Clinical and experimental immunology

Interleukin-2 treatment reverses effects of cAMP-responsive element modulator α-over-expressing T cells in autoimmune-prone mice.

PMID 25817470


Systemic autoimmune diseases, such as systemic lupus erythematosus (SLE), are often characterized by a failure of self-tolerance and result in an uncontrolled activation of B cells and effector T cells. Interleukin (IL)-2 critically maintains homeostasis of regulatory T cells (T(reg)) and effector T cells in the periphery. Previously, we identified the cAMP-responsive element modulator α (CREMα) as a major factor responsible for decreased IL-2 production in T cells from SLE patients.
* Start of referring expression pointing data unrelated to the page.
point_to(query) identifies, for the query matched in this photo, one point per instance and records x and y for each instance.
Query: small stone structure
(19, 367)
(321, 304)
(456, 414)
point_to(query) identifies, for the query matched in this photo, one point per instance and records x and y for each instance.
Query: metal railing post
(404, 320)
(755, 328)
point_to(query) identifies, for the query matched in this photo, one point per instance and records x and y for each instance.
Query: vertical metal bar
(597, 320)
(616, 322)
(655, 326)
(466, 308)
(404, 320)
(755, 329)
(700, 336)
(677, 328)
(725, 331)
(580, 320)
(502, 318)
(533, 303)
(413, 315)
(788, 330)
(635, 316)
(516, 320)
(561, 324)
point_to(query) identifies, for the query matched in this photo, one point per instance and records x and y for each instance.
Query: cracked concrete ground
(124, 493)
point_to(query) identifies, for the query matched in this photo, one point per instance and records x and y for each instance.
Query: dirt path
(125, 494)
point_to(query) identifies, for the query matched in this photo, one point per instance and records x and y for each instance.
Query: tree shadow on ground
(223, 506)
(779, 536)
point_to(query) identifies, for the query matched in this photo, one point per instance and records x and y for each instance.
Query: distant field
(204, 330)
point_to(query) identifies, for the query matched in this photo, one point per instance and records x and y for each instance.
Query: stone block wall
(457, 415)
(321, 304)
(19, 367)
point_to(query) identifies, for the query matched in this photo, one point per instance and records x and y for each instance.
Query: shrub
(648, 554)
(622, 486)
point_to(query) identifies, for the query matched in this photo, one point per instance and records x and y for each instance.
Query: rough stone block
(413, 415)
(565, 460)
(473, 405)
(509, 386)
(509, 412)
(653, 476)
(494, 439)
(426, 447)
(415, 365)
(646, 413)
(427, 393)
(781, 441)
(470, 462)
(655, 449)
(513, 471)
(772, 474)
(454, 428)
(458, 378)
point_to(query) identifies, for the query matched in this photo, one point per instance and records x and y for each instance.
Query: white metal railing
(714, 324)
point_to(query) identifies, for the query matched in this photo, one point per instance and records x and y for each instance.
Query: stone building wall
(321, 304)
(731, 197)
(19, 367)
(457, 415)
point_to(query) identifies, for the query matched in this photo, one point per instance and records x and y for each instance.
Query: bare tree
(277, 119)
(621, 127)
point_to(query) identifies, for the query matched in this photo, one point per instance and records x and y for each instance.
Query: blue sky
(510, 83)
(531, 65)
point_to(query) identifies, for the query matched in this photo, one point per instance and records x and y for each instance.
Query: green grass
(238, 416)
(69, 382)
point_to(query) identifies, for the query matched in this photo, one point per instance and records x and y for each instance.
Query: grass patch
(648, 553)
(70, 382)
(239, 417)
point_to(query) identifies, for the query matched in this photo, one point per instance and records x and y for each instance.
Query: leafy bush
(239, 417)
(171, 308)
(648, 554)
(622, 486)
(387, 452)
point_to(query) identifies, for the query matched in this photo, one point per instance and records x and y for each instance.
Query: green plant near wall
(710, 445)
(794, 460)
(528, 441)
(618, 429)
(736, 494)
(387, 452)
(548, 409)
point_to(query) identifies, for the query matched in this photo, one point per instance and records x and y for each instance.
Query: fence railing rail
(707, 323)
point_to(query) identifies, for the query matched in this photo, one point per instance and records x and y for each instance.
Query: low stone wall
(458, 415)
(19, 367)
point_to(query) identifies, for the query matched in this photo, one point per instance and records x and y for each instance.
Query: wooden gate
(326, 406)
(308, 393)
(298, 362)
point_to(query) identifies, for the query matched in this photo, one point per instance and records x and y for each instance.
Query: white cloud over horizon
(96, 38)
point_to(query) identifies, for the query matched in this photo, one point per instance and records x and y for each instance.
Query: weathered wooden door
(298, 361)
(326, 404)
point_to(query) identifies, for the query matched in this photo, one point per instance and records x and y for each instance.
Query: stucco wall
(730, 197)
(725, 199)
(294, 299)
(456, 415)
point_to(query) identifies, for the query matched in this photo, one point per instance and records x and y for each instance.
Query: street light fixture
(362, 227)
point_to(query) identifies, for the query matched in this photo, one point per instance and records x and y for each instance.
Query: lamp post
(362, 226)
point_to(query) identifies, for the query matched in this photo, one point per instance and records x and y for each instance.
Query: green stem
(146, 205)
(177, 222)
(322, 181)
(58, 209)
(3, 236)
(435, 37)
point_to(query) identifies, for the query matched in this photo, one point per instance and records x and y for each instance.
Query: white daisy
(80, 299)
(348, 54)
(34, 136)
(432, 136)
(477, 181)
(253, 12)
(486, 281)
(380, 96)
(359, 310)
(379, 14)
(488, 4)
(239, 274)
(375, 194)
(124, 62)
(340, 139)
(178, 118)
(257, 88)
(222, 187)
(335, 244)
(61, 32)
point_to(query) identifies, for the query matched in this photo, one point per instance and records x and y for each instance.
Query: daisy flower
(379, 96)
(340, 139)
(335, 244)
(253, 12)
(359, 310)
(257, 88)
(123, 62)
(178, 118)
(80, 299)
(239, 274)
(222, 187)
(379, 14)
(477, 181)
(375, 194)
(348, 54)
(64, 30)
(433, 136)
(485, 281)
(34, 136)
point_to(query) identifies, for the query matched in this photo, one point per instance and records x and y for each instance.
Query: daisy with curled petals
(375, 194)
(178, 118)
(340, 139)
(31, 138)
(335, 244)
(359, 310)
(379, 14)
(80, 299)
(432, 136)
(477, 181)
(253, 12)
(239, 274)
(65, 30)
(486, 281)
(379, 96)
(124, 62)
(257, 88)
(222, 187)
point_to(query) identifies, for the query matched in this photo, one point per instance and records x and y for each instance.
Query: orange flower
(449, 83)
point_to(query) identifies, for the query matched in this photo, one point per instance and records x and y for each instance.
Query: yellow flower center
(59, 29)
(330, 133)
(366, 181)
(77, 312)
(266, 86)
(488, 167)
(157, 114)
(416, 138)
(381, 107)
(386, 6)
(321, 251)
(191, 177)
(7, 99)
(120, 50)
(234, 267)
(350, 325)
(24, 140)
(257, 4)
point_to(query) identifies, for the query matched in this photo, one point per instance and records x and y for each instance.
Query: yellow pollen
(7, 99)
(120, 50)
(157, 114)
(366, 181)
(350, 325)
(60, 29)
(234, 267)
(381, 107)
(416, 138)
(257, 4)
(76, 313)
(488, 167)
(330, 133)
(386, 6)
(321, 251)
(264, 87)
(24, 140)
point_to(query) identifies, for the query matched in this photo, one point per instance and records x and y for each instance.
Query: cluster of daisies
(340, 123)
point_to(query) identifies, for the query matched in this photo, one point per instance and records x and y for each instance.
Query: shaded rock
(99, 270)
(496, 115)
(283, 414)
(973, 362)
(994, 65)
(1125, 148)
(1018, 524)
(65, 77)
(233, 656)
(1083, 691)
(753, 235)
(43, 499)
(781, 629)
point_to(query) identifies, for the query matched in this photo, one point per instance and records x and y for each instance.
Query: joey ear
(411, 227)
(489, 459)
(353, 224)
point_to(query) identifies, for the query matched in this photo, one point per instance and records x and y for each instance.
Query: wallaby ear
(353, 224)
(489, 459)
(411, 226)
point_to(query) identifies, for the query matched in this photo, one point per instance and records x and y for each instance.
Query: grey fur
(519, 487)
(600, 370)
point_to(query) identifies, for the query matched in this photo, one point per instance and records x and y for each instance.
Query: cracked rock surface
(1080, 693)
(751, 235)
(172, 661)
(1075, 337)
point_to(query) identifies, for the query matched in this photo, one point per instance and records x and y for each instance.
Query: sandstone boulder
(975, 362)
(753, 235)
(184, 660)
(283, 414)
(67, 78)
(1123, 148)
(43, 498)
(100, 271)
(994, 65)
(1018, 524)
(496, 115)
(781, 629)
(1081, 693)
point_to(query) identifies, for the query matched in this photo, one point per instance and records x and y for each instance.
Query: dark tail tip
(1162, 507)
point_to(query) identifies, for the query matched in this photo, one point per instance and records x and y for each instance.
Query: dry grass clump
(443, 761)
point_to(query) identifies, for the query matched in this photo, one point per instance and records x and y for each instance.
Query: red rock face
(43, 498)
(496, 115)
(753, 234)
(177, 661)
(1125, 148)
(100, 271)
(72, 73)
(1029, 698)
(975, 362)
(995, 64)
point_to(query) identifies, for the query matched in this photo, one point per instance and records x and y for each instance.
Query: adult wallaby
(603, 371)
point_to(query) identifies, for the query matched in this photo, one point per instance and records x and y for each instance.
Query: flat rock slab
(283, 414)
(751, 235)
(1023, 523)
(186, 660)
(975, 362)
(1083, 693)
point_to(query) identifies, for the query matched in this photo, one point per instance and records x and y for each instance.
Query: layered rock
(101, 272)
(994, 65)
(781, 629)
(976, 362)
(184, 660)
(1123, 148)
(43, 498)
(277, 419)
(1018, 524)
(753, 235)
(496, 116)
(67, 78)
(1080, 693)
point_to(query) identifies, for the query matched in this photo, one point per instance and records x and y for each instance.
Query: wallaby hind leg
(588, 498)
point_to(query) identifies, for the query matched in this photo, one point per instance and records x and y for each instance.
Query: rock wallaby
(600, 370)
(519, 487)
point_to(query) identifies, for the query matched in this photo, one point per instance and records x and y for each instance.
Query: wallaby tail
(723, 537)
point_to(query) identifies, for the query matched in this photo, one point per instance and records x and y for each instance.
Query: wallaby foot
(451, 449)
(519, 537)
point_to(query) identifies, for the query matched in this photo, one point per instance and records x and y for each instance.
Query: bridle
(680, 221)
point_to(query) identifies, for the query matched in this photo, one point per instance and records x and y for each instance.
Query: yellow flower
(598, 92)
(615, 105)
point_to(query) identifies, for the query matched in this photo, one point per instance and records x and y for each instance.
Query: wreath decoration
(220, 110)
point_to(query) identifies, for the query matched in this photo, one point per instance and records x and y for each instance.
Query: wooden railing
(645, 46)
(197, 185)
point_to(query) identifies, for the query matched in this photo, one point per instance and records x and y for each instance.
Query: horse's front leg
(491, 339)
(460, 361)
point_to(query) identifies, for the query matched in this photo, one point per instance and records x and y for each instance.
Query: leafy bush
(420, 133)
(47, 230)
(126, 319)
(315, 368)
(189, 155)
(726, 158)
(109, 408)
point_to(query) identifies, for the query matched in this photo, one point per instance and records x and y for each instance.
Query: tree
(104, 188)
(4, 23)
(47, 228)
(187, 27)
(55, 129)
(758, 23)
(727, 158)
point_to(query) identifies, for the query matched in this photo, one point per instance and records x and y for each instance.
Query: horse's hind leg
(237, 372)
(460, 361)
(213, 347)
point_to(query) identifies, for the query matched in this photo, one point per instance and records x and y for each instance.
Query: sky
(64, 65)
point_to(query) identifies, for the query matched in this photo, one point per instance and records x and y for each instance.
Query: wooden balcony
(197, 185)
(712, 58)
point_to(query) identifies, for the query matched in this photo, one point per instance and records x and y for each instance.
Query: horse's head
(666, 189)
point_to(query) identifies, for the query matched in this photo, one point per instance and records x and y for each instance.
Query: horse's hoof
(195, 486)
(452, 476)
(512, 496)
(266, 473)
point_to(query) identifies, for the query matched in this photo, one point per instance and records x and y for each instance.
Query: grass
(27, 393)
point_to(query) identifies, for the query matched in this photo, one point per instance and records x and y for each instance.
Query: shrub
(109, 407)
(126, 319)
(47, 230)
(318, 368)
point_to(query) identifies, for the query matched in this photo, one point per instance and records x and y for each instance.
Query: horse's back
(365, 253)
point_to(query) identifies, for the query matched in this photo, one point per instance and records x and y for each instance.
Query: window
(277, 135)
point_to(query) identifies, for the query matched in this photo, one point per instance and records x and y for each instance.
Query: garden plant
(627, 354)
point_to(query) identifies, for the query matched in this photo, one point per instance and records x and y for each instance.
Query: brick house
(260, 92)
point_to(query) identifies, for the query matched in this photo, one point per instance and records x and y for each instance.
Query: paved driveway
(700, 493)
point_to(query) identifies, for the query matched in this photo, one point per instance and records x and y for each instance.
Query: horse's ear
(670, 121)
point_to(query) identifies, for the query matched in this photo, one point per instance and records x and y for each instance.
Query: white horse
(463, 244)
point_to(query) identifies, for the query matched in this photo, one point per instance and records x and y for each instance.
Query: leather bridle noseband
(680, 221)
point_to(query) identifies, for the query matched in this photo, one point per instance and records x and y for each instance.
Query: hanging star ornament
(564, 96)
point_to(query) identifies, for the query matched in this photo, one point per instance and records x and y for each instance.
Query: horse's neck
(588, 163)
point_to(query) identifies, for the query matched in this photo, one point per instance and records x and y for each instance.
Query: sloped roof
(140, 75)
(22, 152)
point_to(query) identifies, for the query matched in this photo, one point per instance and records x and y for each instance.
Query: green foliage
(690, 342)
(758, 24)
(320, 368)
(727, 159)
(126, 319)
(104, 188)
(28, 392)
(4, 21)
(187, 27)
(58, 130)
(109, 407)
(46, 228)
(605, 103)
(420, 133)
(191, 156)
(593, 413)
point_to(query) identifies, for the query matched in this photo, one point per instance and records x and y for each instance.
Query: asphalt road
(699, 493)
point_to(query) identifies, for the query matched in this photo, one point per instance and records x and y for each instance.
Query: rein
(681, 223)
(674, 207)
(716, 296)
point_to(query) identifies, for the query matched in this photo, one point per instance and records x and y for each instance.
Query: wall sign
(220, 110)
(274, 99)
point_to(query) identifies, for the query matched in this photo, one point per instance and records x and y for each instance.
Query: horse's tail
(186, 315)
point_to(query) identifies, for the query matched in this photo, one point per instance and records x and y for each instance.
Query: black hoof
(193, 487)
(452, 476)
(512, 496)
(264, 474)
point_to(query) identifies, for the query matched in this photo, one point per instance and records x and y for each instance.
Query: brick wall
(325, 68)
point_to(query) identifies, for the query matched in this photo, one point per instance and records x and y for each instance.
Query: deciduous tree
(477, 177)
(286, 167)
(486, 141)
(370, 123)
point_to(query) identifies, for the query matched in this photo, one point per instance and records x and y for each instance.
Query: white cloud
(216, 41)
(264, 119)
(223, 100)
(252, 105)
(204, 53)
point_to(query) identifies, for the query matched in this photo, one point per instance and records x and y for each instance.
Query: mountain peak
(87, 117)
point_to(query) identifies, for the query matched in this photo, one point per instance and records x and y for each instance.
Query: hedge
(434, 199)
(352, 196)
Additionally, using a transgenic mouse that specifically over-expresses CREMα in T cells (CD2CREMαtg), we provided in-vivo evidence that CREMα indeed suppresses IL-2 production. To analyse the effects of CREMα in an autoimmune prone mouse model we introduced a Fas mutation in the CD2CREMαtg mice (FVB/Fas(-/-) CD2CREMαtg). Overexpression of CREMα strongly accelerated the lymphadenopathy and splenomegaly in the FVB/Fas(-/-) mice. This was accompanied by a massive expansion of double-negative (DN) T cells, enhanced numbers of interferon (IFN)-γ-producing T cells and reduced percentages of T(regs). Treatment of FVB/Fas(-/-) CD2CREMαtg mice with IL-2 restored the percentage of T(regs) and reversed increased IFN-γ production, but did not affect the number of DNTs. Our data indicate that CREMα contributes to the failure of tolerance in SLE by favouring effector T cells and decreasing regulatory T cells, partially mediated by repression of IL-2 in vivo.